Degustare il Vino Nobile nelle cantine storiche sotto il borgo
Montepulciano non è solo un gioiello architettonico: è anche una delle capitali enologiche d’Italia, patria di uno dei vini rossi più nobili e longevi della penisola. Il Vino Nobile di Montepulciano, prodotto prevalentemente con uve Sangiovese, è stato il primo vino italiano a ottenere la denominazione DOCG nel 1980, e la sua storia risale addirittura al Medioevo.
Ciò che rende l’esperienza di degustazione a Montepulciano unica nel suo genere è il fatto che le cantine sono letteralmente scavate sotto la città, nei sotterranei dei palazzi storici.
Non serve prendere l’auto e spostarsi tra le campagne: basta scendere qualche scalino e ci si trova in ambienti sotterranei del Cinquecento, tra volte in mattoni e grandi botti di rovere. La Cantina Contucci, direttamente in Piazza Grande e ancora oggi gestita dalla famiglia fondatrice, è una tappa imperdibile.

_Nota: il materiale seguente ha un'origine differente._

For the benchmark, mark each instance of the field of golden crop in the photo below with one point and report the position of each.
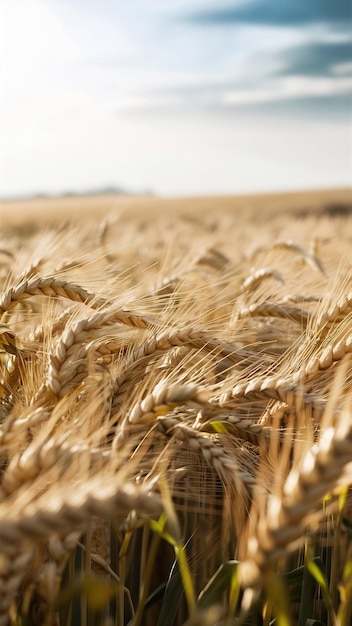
(176, 411)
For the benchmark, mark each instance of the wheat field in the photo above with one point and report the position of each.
(176, 411)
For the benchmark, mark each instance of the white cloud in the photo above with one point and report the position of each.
(288, 88)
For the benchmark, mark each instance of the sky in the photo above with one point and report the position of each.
(175, 97)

Altrettanto suggestiva è la Cantina Talosa, i cui sotterranei si estendono sotto Palazzo Tarugi e Palazzo Sinatti, in un labirinto di gallerie risalenti al 1500. Il Vino Nobile, con i suoi sentori di amarena, mora e violetta e il suo tannino che con gli anni si fa sempre più vellutato, si beve benissimo anche nella sua versione giovane, in abbinamento ai pici al ragù o ai salumi della Val d’Orcia.
Visitare il Tempio di San Biagio e i dintorni fuori le mura
A pochi minuti a piedi dal centro storico, o con la navetta urbana che parte con molta frequenza, si trova uno dei capolavori del Rinascimento italiano: il Tempio di San Biagio. Progettato da Antonio da Sangallo il Vecchio nel 1518 e costruito in travertino dorato, questo edificio a pianta centrale è considerato uno dei massimi esempi di architettura rinascimentale al di fuori di Roma e Firenze. In primavera la visita è ancora più emozionante: la chiesa sorge isolata su un pianoro erboso con le viti intorno, e il contrasto tra la pietra chiara e il verde dei campi crea una visione di rara bellezza.
Il panorama che si gode da qui è diverso da quello della torre comunale: più aperto, con le colline della Val d’Orcia che si distendono fino al Monte Amiata innevato sullo sfondo. La zona intorno a San Biagio è anche un ottimo punto di partenza per brevi escursioni a piedi o in bicicletta tra i vigneti, lungo strade bianche che in aprile e maggio profumano di fiori selvatici e ginestre.
Scoprire i musei e la gastronomia locale con calma
Chi pensa a Montepulciano solo come meta enogastronomica si perderebbe una dimensione culturale di grande interesse. Il Museo Civico Pinacoteca Crociani, ospitato nell’elegante Palazzo Neri Orselli, custodisce una collezione che attraversa secoli di arte italiana: dipinti di scuola senese e fiorentina, pale d’altare, ritratti e nature morte, con opere di maestri come il Sodoma e Federico Zuccari. L’atmosfera è raccolta e intima, lontana dal turismo di massa, e la primavera è il momento ideale per visitarlo senza fretta.
Cosa mangiare

Sul fronte gastronomico, Montepulciano offre molto più del solo vino: i pici, l’antico spaghetto grosso fatto a mano, sono il piatto simbolo della cucina poliziana e in primavera si trovano in abbinamento ai primi asparagi selvatici. Da cercare anche il pecorino di Pienza, prodotto nei comuni limitrofi, e la cinta senese, un salume di maiale di razza autoctona dai sapori intensi e autentici.
Una sosta in una delle trattorie del borgo, bellissimo e suggestivo il Dolce Vita enoteca con cucina – Telefono: 0578 758760, con una bottiglia di Rosso di Montepulciano, il fratello minore e più immediato del Nobile, è il modo migliore per chiudere una giornata a Montepulciano e portarsi a casa non solo un ricordo, ma un’emozione.